Philippe Cornet
Philippe Cornet Journaliste musique

Vingt ans après leur formation, R.E.M. et Depeche Mode produisent, l’un comme l’autre, un album parfaitement achevé, d’une vénéneuse mélancolie

A priori, réunir R.E.M. et Depeche Mode dans un même commentaire, lors de la sortie de leurs albums respectifs, peut sembler incongru. Stylistiquement parlant, peu d’éléments musicaux unissent jusqu’ici l’électro-pop des Britanniques et le post-rock des Américains. Pourtant, au-delà d’une parenté d’âge des musiciens (autour de la quarantaine) et d’une simple gémellité historique – les deux groupes ont été formés en 1980 -, l’écoute du Reveal de R.E.M. et du Exciter de Depeche Mode place l’auditeur dans le même type d’hypnose semi-amniotique, caressé par de nombreuses ballades qui annoncent, chez l’un comme chez l’autre, un état de bienveillance, voire de grâce.

Chez Depeche Mode, c’est d’abord la conséquence du changement radical opéré par le chanteur Dave Gahan dans sa propre vie. On connaît la fameuse histoire de la « mort annoncée » de Gahan (un arrêt de coeur de deux minutes suite à une overdose) et du « miraculeux » rétablissement de ce drôle de paroissien alcoolisé et imbibé de drogues dures, exilé au soleil trompeur de Californie. Si la désintoxication de Gahan s’est naturellement faite dans les souffrances qu’implique ce genre d’addiction, le prix à payer fut également artistique.

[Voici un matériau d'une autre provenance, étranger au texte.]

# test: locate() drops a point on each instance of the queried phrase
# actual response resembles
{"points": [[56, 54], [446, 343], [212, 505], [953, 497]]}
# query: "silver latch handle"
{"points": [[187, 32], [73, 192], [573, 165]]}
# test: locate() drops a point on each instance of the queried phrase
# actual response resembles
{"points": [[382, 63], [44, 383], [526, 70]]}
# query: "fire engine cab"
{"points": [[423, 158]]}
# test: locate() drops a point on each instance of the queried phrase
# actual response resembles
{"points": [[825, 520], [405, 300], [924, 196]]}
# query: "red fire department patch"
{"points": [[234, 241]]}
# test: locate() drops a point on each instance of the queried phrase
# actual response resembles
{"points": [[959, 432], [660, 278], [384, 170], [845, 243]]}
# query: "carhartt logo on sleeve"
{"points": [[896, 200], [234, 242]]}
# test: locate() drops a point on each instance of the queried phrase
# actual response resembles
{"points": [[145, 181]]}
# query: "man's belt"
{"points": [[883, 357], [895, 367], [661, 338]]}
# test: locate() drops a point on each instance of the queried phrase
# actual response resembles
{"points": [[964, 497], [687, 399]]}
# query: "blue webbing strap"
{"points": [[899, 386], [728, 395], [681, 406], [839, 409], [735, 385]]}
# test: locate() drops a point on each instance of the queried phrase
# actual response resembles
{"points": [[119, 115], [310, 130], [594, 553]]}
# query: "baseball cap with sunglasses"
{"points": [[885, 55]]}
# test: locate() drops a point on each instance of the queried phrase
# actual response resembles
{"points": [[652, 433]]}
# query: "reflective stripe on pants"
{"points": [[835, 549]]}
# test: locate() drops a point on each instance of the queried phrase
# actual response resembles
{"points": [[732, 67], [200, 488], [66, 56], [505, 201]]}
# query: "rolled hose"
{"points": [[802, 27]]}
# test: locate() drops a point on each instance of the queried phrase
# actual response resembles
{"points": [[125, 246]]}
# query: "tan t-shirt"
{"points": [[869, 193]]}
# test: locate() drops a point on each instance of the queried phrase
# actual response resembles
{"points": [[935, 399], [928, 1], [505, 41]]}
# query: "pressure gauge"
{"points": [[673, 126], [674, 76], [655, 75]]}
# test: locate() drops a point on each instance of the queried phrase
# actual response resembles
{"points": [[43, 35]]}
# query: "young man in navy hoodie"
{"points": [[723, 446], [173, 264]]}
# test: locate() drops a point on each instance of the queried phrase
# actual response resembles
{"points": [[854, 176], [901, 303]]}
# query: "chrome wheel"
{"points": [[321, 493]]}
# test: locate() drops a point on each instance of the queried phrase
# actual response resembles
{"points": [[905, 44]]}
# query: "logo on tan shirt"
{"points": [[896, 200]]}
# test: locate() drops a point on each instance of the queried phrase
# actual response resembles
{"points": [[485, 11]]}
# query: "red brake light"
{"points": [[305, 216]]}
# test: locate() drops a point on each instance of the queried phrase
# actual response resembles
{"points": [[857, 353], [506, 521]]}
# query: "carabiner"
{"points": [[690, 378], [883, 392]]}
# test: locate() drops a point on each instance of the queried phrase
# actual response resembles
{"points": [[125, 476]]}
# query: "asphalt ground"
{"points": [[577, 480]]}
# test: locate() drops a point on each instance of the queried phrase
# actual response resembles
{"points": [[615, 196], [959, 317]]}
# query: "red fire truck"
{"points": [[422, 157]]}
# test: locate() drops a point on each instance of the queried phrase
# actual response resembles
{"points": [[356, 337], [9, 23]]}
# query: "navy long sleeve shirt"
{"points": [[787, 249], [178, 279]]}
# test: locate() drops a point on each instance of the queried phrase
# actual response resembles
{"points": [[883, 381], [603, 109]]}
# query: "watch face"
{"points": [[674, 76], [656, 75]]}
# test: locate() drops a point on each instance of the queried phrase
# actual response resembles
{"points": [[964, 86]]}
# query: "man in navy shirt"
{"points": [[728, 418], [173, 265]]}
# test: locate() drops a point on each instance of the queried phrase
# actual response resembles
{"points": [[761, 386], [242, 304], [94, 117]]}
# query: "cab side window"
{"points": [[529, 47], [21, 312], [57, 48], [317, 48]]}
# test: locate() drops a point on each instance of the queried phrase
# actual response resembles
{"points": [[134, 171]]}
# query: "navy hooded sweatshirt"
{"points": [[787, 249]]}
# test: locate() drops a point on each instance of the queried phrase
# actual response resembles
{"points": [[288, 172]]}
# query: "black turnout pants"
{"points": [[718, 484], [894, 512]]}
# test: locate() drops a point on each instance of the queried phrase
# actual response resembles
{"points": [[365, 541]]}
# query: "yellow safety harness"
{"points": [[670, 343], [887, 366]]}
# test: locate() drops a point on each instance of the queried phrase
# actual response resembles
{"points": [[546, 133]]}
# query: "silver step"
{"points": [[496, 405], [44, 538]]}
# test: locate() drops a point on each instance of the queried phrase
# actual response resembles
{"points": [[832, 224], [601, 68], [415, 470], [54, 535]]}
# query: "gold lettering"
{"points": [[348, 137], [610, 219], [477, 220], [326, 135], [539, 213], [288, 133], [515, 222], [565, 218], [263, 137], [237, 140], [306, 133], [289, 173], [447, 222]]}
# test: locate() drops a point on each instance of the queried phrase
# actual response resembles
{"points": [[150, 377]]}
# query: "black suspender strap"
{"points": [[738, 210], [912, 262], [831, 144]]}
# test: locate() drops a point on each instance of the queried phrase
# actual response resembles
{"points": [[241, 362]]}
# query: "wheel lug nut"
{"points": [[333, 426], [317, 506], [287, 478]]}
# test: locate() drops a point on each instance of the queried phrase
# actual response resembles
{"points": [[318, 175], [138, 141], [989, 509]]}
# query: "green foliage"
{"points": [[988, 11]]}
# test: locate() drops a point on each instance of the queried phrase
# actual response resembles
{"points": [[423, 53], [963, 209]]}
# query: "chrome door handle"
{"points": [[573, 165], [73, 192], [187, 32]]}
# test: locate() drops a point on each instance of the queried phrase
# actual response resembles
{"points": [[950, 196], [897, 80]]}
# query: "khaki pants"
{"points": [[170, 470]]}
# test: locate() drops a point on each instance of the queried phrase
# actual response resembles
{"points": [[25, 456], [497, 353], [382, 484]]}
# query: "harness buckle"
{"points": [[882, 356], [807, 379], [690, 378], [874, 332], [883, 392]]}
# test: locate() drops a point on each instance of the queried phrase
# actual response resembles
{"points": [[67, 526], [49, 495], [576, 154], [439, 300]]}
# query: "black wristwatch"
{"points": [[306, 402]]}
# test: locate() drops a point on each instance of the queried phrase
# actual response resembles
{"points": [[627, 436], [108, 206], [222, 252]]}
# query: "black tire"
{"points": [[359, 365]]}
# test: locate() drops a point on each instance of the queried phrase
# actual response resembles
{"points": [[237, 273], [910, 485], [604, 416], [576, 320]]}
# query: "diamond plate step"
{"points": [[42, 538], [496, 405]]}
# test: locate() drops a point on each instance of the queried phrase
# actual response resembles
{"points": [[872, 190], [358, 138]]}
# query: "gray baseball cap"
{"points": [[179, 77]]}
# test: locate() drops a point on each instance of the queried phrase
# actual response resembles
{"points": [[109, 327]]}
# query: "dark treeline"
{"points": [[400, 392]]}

Si le Ultra de 1997 annonçait un chanteur en voie de réhabilitation, beaucoup de fantômes traversaient encore les sentences vocales de Gahan. Quatre années plus tard, le tout frais Exciter constitue la meilleure prestation de sa carrière: dans un titre tel que Breathe, son timbre, profond, possède assez de brillant et d’électricité pour réchauffer toute électronique placée à son contact. Pareillement, le sens du mystère guidé par le compositeur en titre du groupe, Martin Gore, conduit toujours des structures bizarres qui rôdent comme des ovnis sur des nappes de synthés chaudes et une guitare électrique qui décline des climats réminiscents des BO de David Lynch. Le meilleur morceau du lot s’appelle When the Body Speaks et constitue une métaphore d’électrocardiogramme: de fait, c’est le coeur même du groupe, sa fragilité annoncée, qui résonne d’une étrange douceur. C’est aussi l’aveu d’une certaine transparence sentimentale, ce que Depeche Mode a toujours plus ou moins évité. A l’écoute de ce disque, ils ont certainement eu tort.

Nouveau règne pour R.E.M.

La donnée est un peu différente pour R.E.M.: le groupe d’Athens, Géorgie, a parsemé ses deux décennies d’existence de ballades scintillantes et d’excellents tempi mesurés (comme dans Man on the Moon). Pourtant, le profil commercial et artistique du trio (réduit à cette formule depuis le départ du batteur Bill Berry, en juillet 1998) n’a jamais réussi à égaler le R.E.M. du début des années 90.

La surmédiatisation du contrat avec Warner – pour une somme supposée de 80 millions de dollars – n’a pas été totalement étrangère aux pressions diverses sur la formation. Reveal est un disque suffisamment splendide pour croire que la vie (re)commence véritablement au-delà de la quarantaine, y compris en matière rock! On peut bien évidemment collecter les indices sonores d’un tel succès – production subtile et arrangements diversifiés, voire osés -, mais le disque s’avère attachant, d’abord par l’exceptionnelle qualité des mélodies, pratiquement toutes profilées de la même et aérienne manière. Ce qui n’est pas tellement bizarre dans la mesure où le chanteur Michael Stipe explique cette quasi-absence de gravité par le fait qu' »une grande partie du disque parle effectivement d’ascension ». Elevation de l’âme et désir de ne donner aucune lourdeur à la musique: les douze nouvelles chansons créent un effet paradoxal de densité importante, de grâce véritablement mercuriale. Dans ce processus de création, ni R.E.M. ni Depeche Mode ne se réinventent véritablement, mais tous deux donnent l’impression d’être pleinement vivants, célébrant ce qui vaut vraiment la peine d’être vécu et chanté.

Depeche Mode: CD Exciter, chez Pias. R.E.M.: CD Reveal, chez Warner.